Quand j’étais petite, j’étais punie si je ne mangeais pas mon ragoût. On m’envoyait alors dans ma chambre où je mâchais et remâchais des morceaux que je finissais par cacher derrière l’armoire. C’est le sort de la viande dure dans l’assiette de nombreux enfants. Plus tard, j’ai compris que la cuisson de la viande dépendait du temps de cuisson, de la qualité de la viande et de son âge: le vieux boeuf acariâtre n’est pas identique au petit veau amical. Moins une viande contient de gras et de nerfs, plus elle est de qualité.
Depuis l’invention du feu, il y a 500’000 ans, l’homme aurait eu le temps de comprendre et de maîtriser l’art de cuire la viande. Il n’en est pas vraiment ainsi. On apprend la poussée d’Archimède et la pensée d’Aristote, mais l’art d’une bonne cuisson est rarement enseigné.
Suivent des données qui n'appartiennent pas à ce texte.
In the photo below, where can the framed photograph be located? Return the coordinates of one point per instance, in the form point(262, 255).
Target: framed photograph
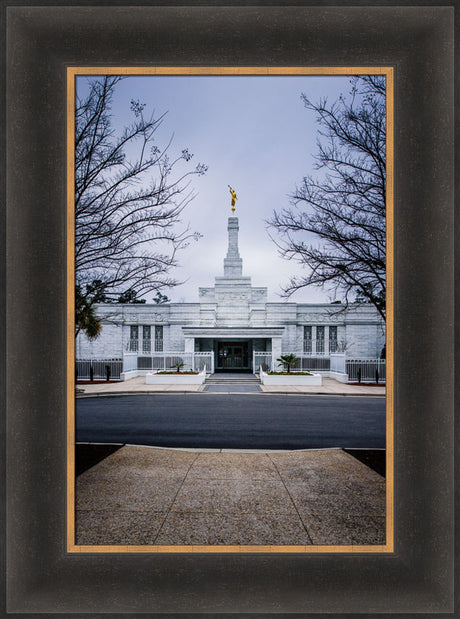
point(84, 532)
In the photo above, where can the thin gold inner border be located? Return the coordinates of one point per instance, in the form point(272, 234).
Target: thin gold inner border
point(72, 72)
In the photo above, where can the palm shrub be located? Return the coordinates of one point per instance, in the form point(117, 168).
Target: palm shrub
point(178, 366)
point(287, 361)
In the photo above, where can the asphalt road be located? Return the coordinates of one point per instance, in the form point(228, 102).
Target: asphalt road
point(233, 421)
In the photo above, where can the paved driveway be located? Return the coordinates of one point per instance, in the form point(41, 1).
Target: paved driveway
point(241, 421)
point(143, 496)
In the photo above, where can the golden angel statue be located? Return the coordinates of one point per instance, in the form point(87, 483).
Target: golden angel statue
point(234, 197)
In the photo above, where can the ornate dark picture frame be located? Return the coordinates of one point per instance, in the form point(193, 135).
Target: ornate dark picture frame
point(41, 43)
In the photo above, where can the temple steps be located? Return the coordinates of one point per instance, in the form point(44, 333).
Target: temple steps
point(232, 379)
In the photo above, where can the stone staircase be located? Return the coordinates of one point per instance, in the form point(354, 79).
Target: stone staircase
point(232, 379)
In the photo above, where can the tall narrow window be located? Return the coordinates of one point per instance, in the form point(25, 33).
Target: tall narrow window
point(320, 340)
point(307, 339)
point(146, 338)
point(158, 338)
point(134, 338)
point(333, 339)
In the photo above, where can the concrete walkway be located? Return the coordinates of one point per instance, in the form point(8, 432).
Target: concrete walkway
point(137, 385)
point(161, 497)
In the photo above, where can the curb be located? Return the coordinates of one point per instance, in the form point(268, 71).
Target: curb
point(256, 393)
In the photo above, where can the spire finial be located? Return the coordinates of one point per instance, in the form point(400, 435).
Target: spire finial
point(234, 197)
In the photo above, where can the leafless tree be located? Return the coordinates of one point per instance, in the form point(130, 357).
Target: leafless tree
point(129, 198)
point(335, 224)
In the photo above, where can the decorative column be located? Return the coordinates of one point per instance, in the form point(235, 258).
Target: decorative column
point(276, 351)
point(233, 264)
point(189, 344)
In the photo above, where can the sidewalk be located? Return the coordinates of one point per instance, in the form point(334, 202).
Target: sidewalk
point(162, 497)
point(137, 385)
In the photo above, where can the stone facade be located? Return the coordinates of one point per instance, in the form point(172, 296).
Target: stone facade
point(234, 317)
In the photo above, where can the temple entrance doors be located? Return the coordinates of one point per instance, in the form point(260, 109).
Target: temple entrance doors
point(232, 357)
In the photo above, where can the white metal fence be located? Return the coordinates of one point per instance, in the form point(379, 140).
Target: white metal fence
point(366, 370)
point(98, 369)
point(195, 361)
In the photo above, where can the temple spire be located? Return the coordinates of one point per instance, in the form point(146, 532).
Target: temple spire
point(233, 264)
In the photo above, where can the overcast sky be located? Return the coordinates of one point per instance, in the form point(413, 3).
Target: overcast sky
point(254, 134)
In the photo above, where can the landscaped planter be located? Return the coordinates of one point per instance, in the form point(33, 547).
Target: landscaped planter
point(176, 378)
point(291, 379)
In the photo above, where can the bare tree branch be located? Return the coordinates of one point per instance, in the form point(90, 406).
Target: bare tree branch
point(344, 208)
point(129, 198)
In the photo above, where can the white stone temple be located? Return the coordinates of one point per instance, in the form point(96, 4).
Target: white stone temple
point(234, 322)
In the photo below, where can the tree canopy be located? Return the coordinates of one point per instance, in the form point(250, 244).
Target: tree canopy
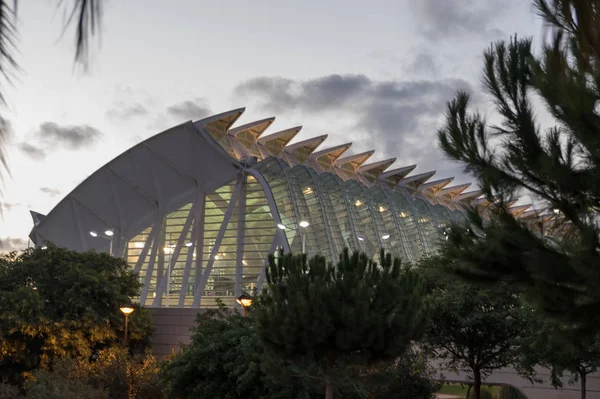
point(472, 328)
point(356, 311)
point(56, 303)
point(557, 166)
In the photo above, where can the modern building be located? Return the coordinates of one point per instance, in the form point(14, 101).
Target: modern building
point(197, 209)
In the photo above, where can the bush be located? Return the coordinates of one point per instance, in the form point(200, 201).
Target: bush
point(113, 374)
point(507, 392)
point(485, 394)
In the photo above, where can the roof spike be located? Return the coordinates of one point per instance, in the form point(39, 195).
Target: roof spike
point(300, 152)
point(325, 159)
point(413, 182)
point(395, 175)
point(435, 186)
point(274, 143)
point(453, 191)
point(470, 196)
point(254, 129)
point(375, 169)
point(351, 163)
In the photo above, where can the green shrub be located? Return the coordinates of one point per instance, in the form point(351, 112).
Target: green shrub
point(508, 392)
point(485, 394)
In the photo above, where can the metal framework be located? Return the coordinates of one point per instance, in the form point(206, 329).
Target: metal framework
point(196, 210)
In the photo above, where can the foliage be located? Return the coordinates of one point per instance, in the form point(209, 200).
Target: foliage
point(473, 328)
point(408, 377)
point(85, 14)
point(545, 346)
point(113, 375)
point(558, 167)
point(224, 360)
point(56, 303)
point(508, 392)
point(485, 394)
point(58, 384)
point(355, 312)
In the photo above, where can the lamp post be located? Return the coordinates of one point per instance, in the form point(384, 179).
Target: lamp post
point(245, 300)
point(126, 311)
point(108, 235)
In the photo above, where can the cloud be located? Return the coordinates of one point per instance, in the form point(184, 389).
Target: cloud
point(123, 111)
point(190, 109)
point(12, 244)
point(446, 19)
point(398, 118)
point(72, 137)
point(32, 151)
point(50, 191)
point(10, 206)
point(51, 136)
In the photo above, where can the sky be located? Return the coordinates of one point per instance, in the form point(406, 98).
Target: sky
point(376, 73)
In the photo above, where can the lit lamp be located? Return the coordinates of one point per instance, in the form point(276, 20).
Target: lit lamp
point(108, 235)
point(126, 311)
point(245, 301)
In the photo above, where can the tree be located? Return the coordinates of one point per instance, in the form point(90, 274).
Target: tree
point(558, 167)
point(56, 303)
point(85, 14)
point(407, 377)
point(114, 374)
point(472, 328)
point(225, 360)
point(354, 312)
point(545, 346)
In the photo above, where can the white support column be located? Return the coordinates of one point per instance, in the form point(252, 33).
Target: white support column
point(163, 281)
point(122, 239)
point(200, 242)
point(82, 237)
point(274, 244)
point(241, 224)
point(270, 200)
point(155, 246)
point(200, 288)
point(151, 236)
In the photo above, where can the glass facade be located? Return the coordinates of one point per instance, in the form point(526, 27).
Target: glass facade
point(216, 247)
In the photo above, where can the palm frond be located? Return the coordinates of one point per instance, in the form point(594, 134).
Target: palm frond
point(86, 15)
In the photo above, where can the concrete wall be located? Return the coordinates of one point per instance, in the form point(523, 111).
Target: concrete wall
point(172, 328)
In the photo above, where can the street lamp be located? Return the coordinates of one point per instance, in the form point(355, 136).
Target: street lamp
point(108, 235)
point(126, 311)
point(245, 300)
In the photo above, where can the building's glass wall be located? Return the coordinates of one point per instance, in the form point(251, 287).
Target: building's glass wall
point(217, 247)
point(350, 214)
point(213, 249)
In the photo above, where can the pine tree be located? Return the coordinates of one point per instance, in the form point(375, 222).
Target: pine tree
point(355, 312)
point(558, 166)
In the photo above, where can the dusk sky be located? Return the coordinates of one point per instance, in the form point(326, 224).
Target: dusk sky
point(377, 73)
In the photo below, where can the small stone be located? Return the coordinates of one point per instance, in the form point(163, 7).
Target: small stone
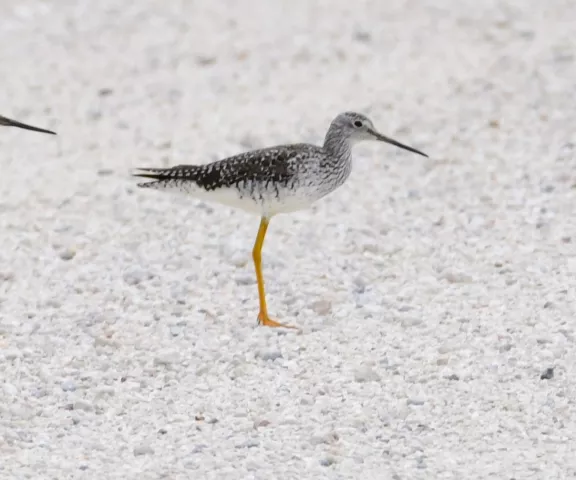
point(10, 390)
point(248, 444)
point(454, 276)
point(363, 37)
point(328, 438)
point(245, 279)
point(68, 385)
point(261, 423)
point(67, 254)
point(205, 61)
point(135, 277)
point(327, 461)
point(82, 405)
point(269, 355)
point(199, 448)
point(143, 450)
point(105, 92)
point(167, 357)
point(322, 307)
point(365, 374)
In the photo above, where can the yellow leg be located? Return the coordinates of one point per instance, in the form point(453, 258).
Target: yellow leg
point(263, 318)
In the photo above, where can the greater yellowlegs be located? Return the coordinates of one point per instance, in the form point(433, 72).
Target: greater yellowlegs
point(13, 123)
point(273, 180)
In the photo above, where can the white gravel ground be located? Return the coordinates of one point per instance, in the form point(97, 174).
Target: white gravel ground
point(432, 294)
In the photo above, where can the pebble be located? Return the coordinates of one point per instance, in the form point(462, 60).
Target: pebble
point(454, 276)
point(12, 354)
point(83, 405)
point(67, 254)
point(143, 450)
point(167, 357)
point(330, 437)
point(10, 390)
point(68, 385)
point(269, 355)
point(365, 374)
point(327, 461)
point(321, 307)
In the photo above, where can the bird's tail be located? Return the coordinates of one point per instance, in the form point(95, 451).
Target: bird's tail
point(7, 122)
point(175, 178)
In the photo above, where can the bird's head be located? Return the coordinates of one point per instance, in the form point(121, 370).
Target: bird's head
point(357, 127)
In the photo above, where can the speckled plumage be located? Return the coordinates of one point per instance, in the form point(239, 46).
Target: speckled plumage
point(272, 180)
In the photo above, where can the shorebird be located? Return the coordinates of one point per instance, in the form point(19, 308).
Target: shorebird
point(13, 123)
point(273, 180)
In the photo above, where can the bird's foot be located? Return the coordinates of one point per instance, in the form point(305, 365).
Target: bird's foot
point(266, 321)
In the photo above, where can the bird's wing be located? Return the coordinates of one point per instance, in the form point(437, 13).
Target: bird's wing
point(275, 164)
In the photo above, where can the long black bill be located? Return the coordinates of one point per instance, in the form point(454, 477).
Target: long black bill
point(395, 143)
point(13, 123)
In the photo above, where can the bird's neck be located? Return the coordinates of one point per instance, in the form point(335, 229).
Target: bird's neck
point(337, 145)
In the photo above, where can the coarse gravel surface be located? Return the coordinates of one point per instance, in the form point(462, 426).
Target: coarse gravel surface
point(436, 296)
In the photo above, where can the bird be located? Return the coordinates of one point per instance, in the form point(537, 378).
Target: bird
point(4, 121)
point(273, 180)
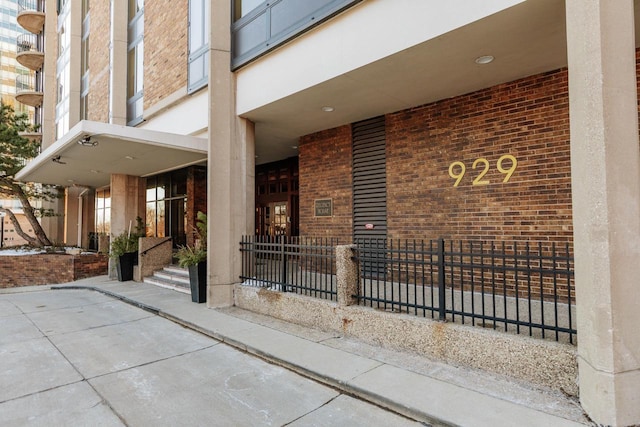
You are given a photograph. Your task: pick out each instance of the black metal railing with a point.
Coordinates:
(29, 43)
(29, 82)
(302, 265)
(31, 5)
(519, 286)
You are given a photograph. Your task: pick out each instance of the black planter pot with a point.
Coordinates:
(125, 265)
(198, 281)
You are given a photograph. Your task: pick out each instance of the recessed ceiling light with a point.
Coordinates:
(485, 59)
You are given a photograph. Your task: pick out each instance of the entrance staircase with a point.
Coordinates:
(171, 277)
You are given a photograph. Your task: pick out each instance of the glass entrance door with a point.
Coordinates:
(273, 219)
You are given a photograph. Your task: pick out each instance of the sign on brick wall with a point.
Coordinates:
(323, 207)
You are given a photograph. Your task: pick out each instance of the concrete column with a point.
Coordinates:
(231, 164)
(605, 169)
(347, 275)
(74, 63)
(127, 202)
(118, 62)
(49, 70)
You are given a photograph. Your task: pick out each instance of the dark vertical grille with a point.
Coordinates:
(370, 190)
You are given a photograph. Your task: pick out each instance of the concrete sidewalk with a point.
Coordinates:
(415, 387)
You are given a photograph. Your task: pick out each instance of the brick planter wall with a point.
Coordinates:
(527, 119)
(45, 269)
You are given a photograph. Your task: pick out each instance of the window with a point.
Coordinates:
(243, 7)
(135, 61)
(63, 70)
(198, 44)
(103, 211)
(84, 62)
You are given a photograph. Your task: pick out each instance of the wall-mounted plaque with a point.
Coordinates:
(323, 207)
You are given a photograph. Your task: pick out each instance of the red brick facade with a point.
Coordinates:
(527, 119)
(325, 173)
(46, 269)
(196, 199)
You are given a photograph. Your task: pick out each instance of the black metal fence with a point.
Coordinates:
(518, 286)
(301, 265)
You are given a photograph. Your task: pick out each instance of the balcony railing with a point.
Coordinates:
(30, 51)
(31, 15)
(29, 43)
(273, 23)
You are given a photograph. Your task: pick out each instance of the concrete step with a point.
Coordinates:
(171, 277)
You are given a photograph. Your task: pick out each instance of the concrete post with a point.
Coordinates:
(348, 275)
(231, 167)
(605, 169)
(118, 62)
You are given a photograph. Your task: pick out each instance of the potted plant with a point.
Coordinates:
(195, 259)
(124, 249)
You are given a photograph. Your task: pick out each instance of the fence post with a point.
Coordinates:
(347, 275)
(442, 303)
(283, 252)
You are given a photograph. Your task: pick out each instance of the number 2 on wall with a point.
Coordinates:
(457, 169)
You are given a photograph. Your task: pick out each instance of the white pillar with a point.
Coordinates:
(118, 62)
(605, 168)
(231, 164)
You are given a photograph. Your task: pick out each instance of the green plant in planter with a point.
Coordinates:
(126, 241)
(192, 255)
(194, 258)
(124, 249)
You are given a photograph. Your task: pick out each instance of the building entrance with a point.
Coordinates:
(166, 206)
(277, 198)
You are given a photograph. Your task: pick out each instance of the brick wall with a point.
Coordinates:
(196, 199)
(99, 42)
(45, 269)
(325, 173)
(527, 119)
(165, 49)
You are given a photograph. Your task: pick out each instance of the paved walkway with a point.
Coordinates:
(409, 385)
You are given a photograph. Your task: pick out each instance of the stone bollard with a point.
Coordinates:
(348, 275)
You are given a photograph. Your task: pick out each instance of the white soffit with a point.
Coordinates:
(119, 150)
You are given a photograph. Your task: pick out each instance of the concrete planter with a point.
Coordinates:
(198, 282)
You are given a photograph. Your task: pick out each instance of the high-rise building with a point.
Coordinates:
(507, 120)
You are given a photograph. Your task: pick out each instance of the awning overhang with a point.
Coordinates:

Depuis la libération de la femme, cette tendance s’est même accélérée. Le rêve d’une viande juste saisie (c’est-à-dire cuite rapidement)et tendre ne me quitte pas et, chez le boucher j’aime choisir les «bons morceaux», symboles de luxe pour des moments de fête.
Préparant un goulasch hongrois, j’ai pourtant opéré une révolution culinaire. Comme cela m’arrive souvent, j’avais oublié ma casserole sur le feu et le goulasch mijota pendant six heures. La viande qui me faisait peur comme le ragoût de mon enfance devint un délice en bouche. Je écouvrais la tradition de la cuisson à l’étouffée (ou dans ses variations: l’étuvée, la cuisson braisée) des morceaux de viande les moins chers. Il suffit de les mettre dans une casserole accompagnés d’épices et d’un peu de liquide, de recouvrir et de cuire à démesure sur feu doux. Cette transformation n’est possible que pour les morceaux de viande âgés ou trop gras dont souvent personne ne veut. Le liquide et la chaleur transforment la consistance de la viande en faisant fondre le gras qui se mélange aux épices. Les rillettes, le brasato tessinois qui accompagne la polenta, la carnita de porc mexicaine qui orne les tacos et mon goulasch hongrois: tant de recettes de viandes initialement dédaignées à cause de leur apparente pauvreté. Mais redécouvertes grâce à un retour vers ce qui est slow dans la gastronomie.
Dans ce monde de vitesse, de luxe et d’apparence, il existe une denrée que personne ne peut acheter: le temps. Cuire une viande toute une journée pour un ami aura toujours plus de valeur que lui offrir un morceau de primeur.